Questionado pelos guatós sobre a ausência de enfermeiros e médicos, ele afirmou que, por causa da pandemia, houve corte de verbas.

A falta de eletricidade aflige todas as comunidades guatós. À Folha os moradores mostraram uma linha de transmissão do Grupo Energisa que passa pela terra indígena.

Dali, relatam os guatós, a eletricidade atravessa o rio Cuiabá em quatro pontos para abastecer quatro fazendas de gado. "A luz está bem ali, bem aqui. Atravessa aqui pra puxar pra fazendeiro. Nós não temos direito?", questiona Sandra Guató.

Procurada, a Energia Mato Grosso informou que "está comprometida com a conclusão das obras que atenderão a Terra Indígena Baía dos Guató" e que aguarda liberação de licenciamento ambiental para construir mais 11 km de rede dentro da Área de Preservação Permanente.

Na manhã desta quinta-feira (17), a Folha de S.Paulo também pediu esclarecimentos à Funai, ao Ministério da Saúde, ao Ibama e ao Ministério da Defesa. Apenas a Saúde respondeu.

A pasta afirma que a empresa contratada para a construção do sistema de água da Aldeia Aterradinho solicitou rescisão contratual em março de 2019, "devido à dificuldade da logística para efetivação da obra". O saldo remanescente do recurso foi estornado após o contrato vencer, em abril de 2019.

O ministério diz, ainda, que "não houve diminuição de recursos enviados ao Dsei Cuiabá -e sim, um acréscimo de aproximadamente R$1,5 milhão- além do recurso disponibilizado para o combate à Covid-19".

"A aldeia conta com uma agente indígena de saúde que permanece monitorando os indígenas. Em condições normais, a equipe passa 20 dias nas aldeias da região e retorna após 10 dias. No intervalo das visitas, fica um técnico de enfermagem -que mantém a população assistida neste período."

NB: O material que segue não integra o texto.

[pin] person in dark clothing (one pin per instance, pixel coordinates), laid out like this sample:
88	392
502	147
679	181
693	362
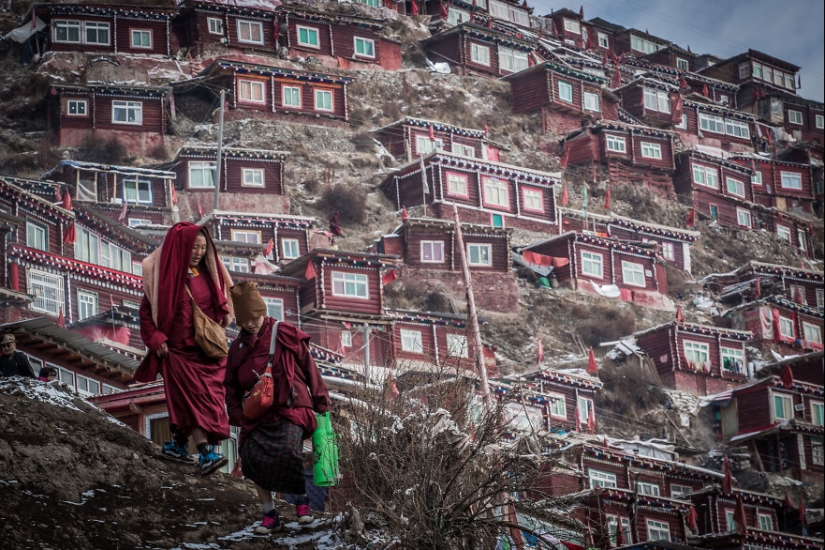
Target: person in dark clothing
13	362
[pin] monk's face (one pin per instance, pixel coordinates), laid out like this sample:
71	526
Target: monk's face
253	326
198	251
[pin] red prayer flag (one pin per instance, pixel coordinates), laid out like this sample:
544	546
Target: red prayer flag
787	377
592	367
310	273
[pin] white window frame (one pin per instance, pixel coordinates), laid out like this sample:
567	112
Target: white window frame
350	285
245	236
479	255
565	91
215	25
312	38
696	353
247	31
597	478
592	264
591	102
496	192
141	33
432	252
790	180
292	93
321	97
204	169
252	177
365	44
651	150
786	401
411	341
617	144
77	105
480	54
274	307
290	249
811	333
251	91
795	117
128	109
37	235
87	304
457	345
743	217
47	290
657	530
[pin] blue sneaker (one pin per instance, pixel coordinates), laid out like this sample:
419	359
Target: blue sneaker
178	453
211	461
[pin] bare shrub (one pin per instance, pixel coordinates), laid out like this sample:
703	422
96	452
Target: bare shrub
604	321
349	200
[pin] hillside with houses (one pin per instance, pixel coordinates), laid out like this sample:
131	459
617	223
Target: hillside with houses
640	227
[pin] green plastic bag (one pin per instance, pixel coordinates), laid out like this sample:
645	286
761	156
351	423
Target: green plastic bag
325	453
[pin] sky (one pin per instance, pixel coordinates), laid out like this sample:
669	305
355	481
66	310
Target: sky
790	30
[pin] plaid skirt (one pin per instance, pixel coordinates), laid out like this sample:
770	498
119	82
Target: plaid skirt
272	457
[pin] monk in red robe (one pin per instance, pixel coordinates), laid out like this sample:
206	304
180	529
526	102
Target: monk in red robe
187	260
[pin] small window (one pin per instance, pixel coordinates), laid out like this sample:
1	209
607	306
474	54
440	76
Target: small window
323	100
411	341
591	102
432	251
592	264
308	36
252	177
480	255
364	47
616	144
291	96
251	91
76	107
651	150
215	25
290	248
565	92
141	38
250	32
480	54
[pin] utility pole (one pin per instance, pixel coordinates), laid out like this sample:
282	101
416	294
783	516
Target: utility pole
473	314
219	160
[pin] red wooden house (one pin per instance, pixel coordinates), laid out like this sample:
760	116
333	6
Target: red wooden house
147	193
98	29
237	25
135	116
472	49
289	236
486	193
338	40
698	359
251	180
624	153
673	243
781	324
280	93
716	188
780	422
562	94
428	249
785	185
410	138
605	266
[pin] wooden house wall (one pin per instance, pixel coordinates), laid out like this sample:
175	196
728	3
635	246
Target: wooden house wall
159	39
754	409
371	305
530	92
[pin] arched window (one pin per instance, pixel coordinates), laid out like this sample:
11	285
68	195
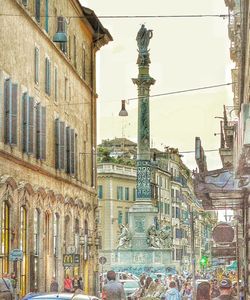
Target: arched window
86	252
36	228
23	247
77	235
56	242
67	234
5	238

Segundo a pasta, "há dificuldade de acesso à aldeia pelo baixo nível da água do rio -única forma de chegar ao local. Os motores das embarcações que transportam as equipes foram danificados nas diversas tentativas, mas devem estar prontos ainda nesta semana".

A Folha de S.Paulo não teve dificuldade para acessar a TI pelo rio.

Os guatós são um dos poucos povos indígenas do Pantanal que sobreviveram ao contato. Eles costumam morar sobre aterros construídos -os mais antigos foram erguidos há 8.000 anos, segundo o artigo "Guató", publicado por pesquisadores da UFRJ em 2019 na revista Linguística.

Os primeiros relatos europeus sobre os guatós, conhecidos como índios canoeiros, datam do século 16. No século 19, com a entrada em massa do gado no Pantanal, a perda do território acelerou. Alguns migraram para as cidades e outros passaram a trabalhar para fazendeiros brancos, em condições descritas como de escravidão pelos mais velhos.

Em meados do século 20, chegaram a ser considerados extintos, mas, a partir da década de 1970, se reorganizaram e voltaram e exigir direitos territoriais, diz o artigo.

A TI Baía dos Guató foi a última homologada do país, em 2018. Parte da área é contestada na Justiça por uma fazenda da região, que mantém gado na parte em litígio.

Em Mato Grosso do Sul, existe também a TI Guató, homologada em 2003, com 11 mil hectares. As duas TIs somam cerca de 450 pessoas. A língua, quase extinta, hoje está em recuperação.

Na Baía dos Guató, a principal fonte de renda é a venda de isca para pesca de turismo. O negócio, no entanto, está parado pela pandemia e pela seca histórica.

Desde o início da pandemia, a única ajuda recebida do poder público foram duas cestas básicas por família, distribuídas pela Funai. Alguns relataram dificuldades para se inscrever no programa de auxílio emergencial.

"Nós não precisamos de muita coisa", diz Sandra Guató. "Precisamos da água e da terra, e isso eu vejo acabar."